# CNN-based GAN Baseline (Full Pipeline)

**Features:**
1. **Training**: Tanh-based GAN to prevent mode collapse.
2. **Saving**: Saves 'best' (latest) generator checkpoint.
3. **Generation**: Generates 10,000 synthetic samples.
4. **Post-Processing**: Concatenates with REAL Time Features to create a complete dataset compatibile with Diffusion Models.

In [None]:
import os
import numpy as np
import pandas as pd
import matplotlib.pyplot as plt
import torch
import torch.nn as nn
from torch.utils.data import DataLoader, Dataset

device = torch.device("cuda" if torch.cuda.is_available() else "cpu")
print(f"Using device: {device}")

In [None]:
# --------------------
# 1. LOAD & PREPARE DATA
# --------------------
CSV_FILE = r'C:\Users\Raymond Tie\Desktop\DiffusionModel_NILM\Data\datasets\dishwasher_multivariate.csv'
OUTPUT_DIR = r'C:\Users\Raymond Tie\Desktop\DiffusionModel_NILM\Synthetic_Data\dishwasher'
os.makedirs(OUTPUT_DIR, exist_ok=True)

WINDOW_SIZE = 512
BATCH_SIZE = 64

df = pd.read_csv(CSV_FILE)

# Identify Power Column
power_col = next((c for c in df.columns if 'power' in c.lower() or 'dishwasher' in c.lower()), df.columns[-1])
print(f"Target Power Column: {power_col}")

# Separate Power and Time Features
# Assume all other columns are Time Features
time_cols = [c for c in df.columns if c != power_col]
print(f"Time Columns: {time_cols}")

raw_power = df[power_col].values.astype(float)
raw_time = df[time_cols].values.astype(float)

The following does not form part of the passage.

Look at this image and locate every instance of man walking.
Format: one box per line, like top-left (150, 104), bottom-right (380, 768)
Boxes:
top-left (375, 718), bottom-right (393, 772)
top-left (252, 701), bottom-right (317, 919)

# Normalize Power to [-1, 1]
p_min, p_max = raw_power.min(), raw_power.max()
raw_power_norm = (raw_power - p_min) / (p_max - p_min)
raw_power_norm = raw_power_norm * 2 - 1

class NILM_Dataset(Dataset):
    def __init__(self, power, time):
        self.windows = []
        stride = 64
        for i in range(0, len(power) - WINDOW_SIZE, stride):
            p_win = power[i:i+WINDOW_SIZE]
            t_win = time[i:i+WINDOW_SIZE]
            
            # Filter silent windows slightly
            if np.max(p_win) > -0.9: 
                self.windows.append((p_win, t_win))
        print(f"Training Windows: {len(self.windows)}")
        
    def __len__(self): return len(self.windows)
    def __getitem__(self, idx):
        p, t = self.windows[idx]
        return torch.from_numpy(p).float().unsqueeze(0), torch.from_numpy(t).float()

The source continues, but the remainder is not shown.